Kim Martinez, a retired high school teacher living in Santa Fe, said the Pueblo of Pojoaque lost so many people to the flu that it had to search for people with Pojoaque blood just to continue to exist.
Martinez’s thesis, written for a master’s degree in history from Colorado’s Adams State University, is titled “Their Harrowing Experience: A Social History of the Spanish Influenza in New Mexico, 1918-1919.”
“What I was looking at was how people react (to the epidemic) when they had no direction from the outside,” she said during a phone interview.
What she discovered was that people responded to the disease in traditional, but ineffective, ways.
Navajos burned the hogans of people who had died, forcing survivors into the hogans of others. Navajos sought cures in sweat lodges, a particularly hazardous thing to do when faced with a respiratory disease such as the flu.
Pueblo medicine men filled the rooms of the sick with smoke, and Hispanic villagers crowded around the dying, saying the rosary and praying novenas.
Martinez said the Spanish flu may have killed 5% of the Navajo population. But how many people was that? No one knows for sure.

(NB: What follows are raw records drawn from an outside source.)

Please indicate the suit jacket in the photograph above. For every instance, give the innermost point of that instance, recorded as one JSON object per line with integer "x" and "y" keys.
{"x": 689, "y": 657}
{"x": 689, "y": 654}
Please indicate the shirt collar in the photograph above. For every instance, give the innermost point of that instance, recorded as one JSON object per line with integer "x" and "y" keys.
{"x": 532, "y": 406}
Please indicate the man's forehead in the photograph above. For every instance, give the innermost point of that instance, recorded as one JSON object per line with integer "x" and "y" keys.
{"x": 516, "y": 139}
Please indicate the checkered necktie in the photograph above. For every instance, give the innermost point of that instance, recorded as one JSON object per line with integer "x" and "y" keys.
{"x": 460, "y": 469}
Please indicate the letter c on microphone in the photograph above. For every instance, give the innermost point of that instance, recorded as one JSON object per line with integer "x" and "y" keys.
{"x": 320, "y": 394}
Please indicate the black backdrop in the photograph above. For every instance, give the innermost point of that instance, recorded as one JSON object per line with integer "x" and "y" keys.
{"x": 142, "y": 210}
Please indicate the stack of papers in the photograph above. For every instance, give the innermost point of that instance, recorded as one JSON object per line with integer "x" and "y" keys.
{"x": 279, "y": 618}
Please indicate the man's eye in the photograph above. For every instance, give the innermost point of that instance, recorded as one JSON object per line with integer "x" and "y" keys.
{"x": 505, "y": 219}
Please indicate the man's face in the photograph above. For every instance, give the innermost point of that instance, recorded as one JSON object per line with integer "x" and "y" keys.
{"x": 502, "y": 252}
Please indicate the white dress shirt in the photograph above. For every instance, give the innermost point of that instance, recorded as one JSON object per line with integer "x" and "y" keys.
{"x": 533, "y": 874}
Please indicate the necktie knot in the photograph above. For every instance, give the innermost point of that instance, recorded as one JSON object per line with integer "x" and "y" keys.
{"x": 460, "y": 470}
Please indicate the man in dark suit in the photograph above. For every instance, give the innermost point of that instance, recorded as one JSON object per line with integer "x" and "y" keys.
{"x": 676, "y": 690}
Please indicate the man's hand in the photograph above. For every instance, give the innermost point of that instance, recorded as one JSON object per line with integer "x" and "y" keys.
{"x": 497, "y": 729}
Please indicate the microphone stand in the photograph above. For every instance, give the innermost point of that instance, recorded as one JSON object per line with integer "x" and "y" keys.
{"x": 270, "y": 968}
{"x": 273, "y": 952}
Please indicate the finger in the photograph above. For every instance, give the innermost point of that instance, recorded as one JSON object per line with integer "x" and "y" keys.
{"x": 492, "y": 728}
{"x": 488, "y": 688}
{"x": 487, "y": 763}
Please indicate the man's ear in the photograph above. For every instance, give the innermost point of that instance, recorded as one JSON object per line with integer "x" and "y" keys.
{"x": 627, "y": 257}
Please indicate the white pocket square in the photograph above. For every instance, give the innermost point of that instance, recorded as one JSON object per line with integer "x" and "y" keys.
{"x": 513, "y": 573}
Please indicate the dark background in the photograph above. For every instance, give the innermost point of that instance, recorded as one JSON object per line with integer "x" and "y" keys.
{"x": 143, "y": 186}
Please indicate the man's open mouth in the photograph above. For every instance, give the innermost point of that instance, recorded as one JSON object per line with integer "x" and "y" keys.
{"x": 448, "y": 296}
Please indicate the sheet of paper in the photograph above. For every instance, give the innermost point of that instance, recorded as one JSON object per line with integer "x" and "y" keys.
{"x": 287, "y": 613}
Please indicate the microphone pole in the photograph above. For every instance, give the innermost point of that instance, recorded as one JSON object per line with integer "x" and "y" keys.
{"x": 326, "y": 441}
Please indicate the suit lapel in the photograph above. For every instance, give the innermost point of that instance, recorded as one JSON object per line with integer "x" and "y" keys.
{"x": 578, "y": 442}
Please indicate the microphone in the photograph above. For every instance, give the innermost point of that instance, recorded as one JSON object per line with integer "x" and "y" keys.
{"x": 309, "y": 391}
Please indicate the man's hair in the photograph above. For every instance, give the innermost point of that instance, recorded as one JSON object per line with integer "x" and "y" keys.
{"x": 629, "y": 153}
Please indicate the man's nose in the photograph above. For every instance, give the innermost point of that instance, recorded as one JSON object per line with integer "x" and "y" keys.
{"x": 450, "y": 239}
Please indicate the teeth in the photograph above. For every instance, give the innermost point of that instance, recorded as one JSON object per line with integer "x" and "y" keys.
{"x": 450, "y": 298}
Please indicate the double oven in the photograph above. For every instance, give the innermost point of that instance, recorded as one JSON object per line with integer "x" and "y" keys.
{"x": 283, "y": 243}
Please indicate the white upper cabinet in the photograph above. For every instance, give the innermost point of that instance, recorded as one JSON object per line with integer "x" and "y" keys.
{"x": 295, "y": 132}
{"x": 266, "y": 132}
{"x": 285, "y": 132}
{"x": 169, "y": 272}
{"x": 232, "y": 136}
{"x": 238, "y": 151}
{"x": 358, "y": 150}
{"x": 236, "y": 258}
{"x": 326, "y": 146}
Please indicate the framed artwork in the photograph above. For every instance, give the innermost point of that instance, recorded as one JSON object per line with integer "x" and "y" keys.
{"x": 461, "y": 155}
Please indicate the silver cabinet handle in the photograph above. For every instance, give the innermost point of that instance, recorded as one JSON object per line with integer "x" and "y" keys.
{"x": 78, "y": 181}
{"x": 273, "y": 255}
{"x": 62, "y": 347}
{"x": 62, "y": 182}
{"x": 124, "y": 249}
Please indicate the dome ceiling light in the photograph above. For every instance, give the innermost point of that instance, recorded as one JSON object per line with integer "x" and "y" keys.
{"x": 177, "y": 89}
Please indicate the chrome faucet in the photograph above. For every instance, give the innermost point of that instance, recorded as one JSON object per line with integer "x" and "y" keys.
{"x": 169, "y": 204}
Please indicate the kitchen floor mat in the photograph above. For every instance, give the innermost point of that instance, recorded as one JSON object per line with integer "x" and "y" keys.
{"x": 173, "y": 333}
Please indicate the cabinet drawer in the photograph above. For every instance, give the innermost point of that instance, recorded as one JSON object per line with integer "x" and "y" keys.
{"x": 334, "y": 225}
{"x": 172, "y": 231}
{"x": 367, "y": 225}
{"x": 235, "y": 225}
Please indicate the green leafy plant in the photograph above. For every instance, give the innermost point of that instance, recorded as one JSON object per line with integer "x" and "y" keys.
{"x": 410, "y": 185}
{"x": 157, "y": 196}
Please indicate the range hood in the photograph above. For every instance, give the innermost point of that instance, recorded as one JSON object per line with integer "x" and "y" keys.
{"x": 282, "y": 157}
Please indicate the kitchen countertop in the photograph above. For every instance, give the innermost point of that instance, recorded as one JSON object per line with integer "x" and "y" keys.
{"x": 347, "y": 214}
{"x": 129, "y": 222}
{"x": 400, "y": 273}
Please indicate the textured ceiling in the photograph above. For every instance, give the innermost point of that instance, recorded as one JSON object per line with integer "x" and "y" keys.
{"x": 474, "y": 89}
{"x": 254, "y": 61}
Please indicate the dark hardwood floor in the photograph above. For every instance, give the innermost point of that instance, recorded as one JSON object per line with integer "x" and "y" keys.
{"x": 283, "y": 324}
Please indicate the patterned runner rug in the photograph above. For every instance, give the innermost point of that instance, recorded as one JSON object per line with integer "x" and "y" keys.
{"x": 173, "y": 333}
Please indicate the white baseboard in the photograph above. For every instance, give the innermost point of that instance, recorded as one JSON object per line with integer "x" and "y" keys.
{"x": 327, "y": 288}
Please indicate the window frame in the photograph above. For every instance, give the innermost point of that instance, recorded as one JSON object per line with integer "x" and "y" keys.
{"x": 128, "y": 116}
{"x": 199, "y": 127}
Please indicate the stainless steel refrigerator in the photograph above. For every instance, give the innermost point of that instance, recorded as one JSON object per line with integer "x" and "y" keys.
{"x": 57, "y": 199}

The flu may have taken the lives of 1,000 people in New Mexico, maybe 5,000, maybe more. There was no organized method of keeping track.
“Gov. (Washington) Lindsey was collecting, as best he could, numbers from the counties, but it was not scientific,” Hendricks said.
The epidemic in New Mexico waned in November and December of 1918. On Dec. 2 of that year, Albuquerque lifted its quarantine measures.
Good to go
In “High and Dry in New Mexico: Tuberculosis and the Politics of Health,” a 2012 article that appeared in the New Mexico Historical Review,” Nancy Lewis writes about a 1914 assessment of public health commissioned by the American Medical Association.
According to Lewis, Charles V. Chapin, superintendent of health in Providence, Rhode Island, gave New Mexico a grade of zero out of a possible thousand points.
In a subsequent survey conducted in the flu year of 1918, Dr. John W. Kerr of the U.S. Public Health Service urged New Mexico to create a state department of health.
Embarrassed by the Chapin report and sobered by the horrors of the flu epidemic, the state Legislature did just that on March 15, 1919.
More than 100 years after the flu epidemic, New Mexico has an organization equipped to take on the coronavirus that plagues us now.
“Because we now have a statewide organization, when this (pandemic) has passed, we will have learned a great deal about what to do the next time it happens,” Hendricks said.
Lewis said we were better prepared this time.
“Thank God, we have a public health department,” she said. “Thank God we started doing social distancing before we had many cases. We have come a long way since 1919.”